Trois étés plus tard, dans les mêmes conditions fulgurantes, sans signes avant coureurs et sans merci, c'est mon ami André qui disparaît. J'ai donc cherché dans ma bibliothèque un livre qui irait dans le sens de mes états d'âme.
J'ai retrouvé Le bleu de la nuit de Joan Didion. Après L'année de la pensée magique (lire ma chronique) qui rendait hommage à son mari, je savais qu'elle y parlait de sa fille adoptive, décédée alors qu'elle n'avait pas 40 ans.
L'écriture est sans pathos, pudique, mais se veut directe. Elle est d'une profonde acuité, hantée par certains souvenirs ou par des bouts de phrases prononcées, entendues. Les confidences reviennent par petits coups délicats compléter — préciser — les précédentes et abordent des sujets complexes, comme ses impulsions confuses autour de l'adoption.
C'est comme quand quelqu'un meurt, mieux vaut ne pas s'appesantir dessus.Mais Le bleu de la nuit n'est pas seulement dédié à sa fille. Faisant référence à la mort des proches qui partent avant nous, alors que cela n'était pas censé arriver, Joan Didion parle de la solitude et de la vieillesse, ce crépuscule bleu de la vie où il n'est pas de bon ton de se plaindre alors que l'on décline, que tout se dérobe autour, qu'on se sent vulnérable, fragile, et qu'il n'y a plus personne à appeler en cas d'urgence.

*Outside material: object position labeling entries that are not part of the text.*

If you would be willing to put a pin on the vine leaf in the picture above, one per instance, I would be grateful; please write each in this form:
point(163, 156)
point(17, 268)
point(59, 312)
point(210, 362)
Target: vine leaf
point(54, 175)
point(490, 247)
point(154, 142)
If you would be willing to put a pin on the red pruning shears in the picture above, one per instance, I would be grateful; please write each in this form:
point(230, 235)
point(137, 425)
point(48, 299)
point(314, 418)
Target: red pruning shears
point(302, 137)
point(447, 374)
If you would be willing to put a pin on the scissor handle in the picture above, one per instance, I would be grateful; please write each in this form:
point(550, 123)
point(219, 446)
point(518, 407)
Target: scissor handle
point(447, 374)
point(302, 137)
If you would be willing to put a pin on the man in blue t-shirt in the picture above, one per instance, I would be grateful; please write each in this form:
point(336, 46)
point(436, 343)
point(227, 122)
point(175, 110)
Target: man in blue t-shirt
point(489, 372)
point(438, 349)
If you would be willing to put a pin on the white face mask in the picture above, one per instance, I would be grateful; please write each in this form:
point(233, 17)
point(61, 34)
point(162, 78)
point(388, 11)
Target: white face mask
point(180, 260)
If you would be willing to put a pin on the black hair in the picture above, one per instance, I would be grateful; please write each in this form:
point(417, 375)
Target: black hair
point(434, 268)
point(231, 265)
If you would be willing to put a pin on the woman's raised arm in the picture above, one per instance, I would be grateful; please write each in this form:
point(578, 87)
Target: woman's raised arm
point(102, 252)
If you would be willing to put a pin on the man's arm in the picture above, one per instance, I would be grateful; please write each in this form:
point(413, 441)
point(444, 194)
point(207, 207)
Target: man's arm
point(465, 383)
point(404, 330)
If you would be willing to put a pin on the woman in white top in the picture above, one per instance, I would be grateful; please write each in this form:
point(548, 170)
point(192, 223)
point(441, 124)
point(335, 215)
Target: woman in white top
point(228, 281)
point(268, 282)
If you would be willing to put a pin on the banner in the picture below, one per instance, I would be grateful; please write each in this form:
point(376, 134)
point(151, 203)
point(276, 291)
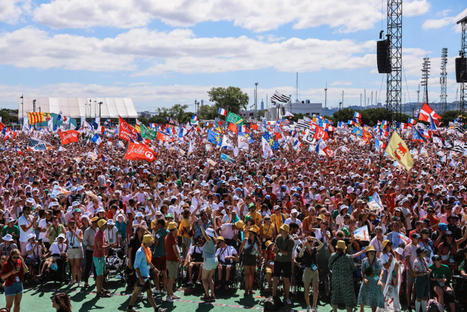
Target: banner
point(125, 131)
point(69, 136)
point(138, 151)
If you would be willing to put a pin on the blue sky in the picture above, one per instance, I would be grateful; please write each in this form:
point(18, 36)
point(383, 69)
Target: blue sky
point(165, 52)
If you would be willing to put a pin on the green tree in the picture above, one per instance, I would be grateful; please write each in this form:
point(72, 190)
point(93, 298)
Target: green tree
point(231, 98)
point(207, 112)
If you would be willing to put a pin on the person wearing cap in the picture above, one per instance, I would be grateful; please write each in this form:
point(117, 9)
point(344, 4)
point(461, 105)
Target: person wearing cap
point(283, 261)
point(371, 291)
point(342, 267)
point(173, 258)
point(250, 249)
point(98, 256)
point(227, 257)
point(210, 262)
point(11, 228)
point(88, 242)
point(74, 236)
point(440, 277)
point(143, 266)
point(422, 280)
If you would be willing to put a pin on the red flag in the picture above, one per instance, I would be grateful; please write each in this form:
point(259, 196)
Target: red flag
point(125, 131)
point(69, 136)
point(321, 133)
point(138, 151)
point(233, 127)
point(426, 112)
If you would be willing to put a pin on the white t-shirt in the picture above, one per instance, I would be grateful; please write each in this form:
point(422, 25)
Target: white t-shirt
point(23, 236)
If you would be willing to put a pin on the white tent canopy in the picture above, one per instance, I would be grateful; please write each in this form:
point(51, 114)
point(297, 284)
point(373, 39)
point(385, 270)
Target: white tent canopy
point(79, 107)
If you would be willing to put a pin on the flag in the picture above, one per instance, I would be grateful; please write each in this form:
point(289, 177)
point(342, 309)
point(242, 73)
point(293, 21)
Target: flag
point(69, 136)
point(375, 202)
point(362, 233)
point(426, 112)
point(234, 118)
point(398, 150)
point(226, 158)
point(125, 131)
point(222, 112)
point(96, 139)
point(138, 151)
point(417, 136)
point(279, 97)
point(214, 137)
point(147, 133)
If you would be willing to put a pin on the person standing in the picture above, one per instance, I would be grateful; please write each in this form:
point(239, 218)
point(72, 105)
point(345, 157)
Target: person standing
point(283, 261)
point(142, 266)
point(371, 291)
point(89, 235)
point(100, 248)
point(173, 258)
point(12, 273)
point(342, 287)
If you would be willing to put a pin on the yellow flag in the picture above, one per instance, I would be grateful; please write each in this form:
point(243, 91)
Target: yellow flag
point(399, 151)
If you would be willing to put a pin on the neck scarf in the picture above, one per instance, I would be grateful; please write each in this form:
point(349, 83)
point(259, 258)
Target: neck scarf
point(148, 253)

Et par ce livre, la journaliste et romancière américaine — une icône outre-Atlantique — voulait prouver encore une fois qu'elle était capable d'écrire une histoire vraie.
Je me suis juré de garder le cap. "Garder le cap" était l'impératif qui se réverbérait en écho jusqu'à l'autre bout de la ville. En vérité je ne savais pas du tout ce qui se passerait si je n'y arrivais pas. En vérité je ne savais pas du tout ce qu'était le cap.Éditions Le Livre de poche, 2014, 224 pages (éditeur d'origine Grasset).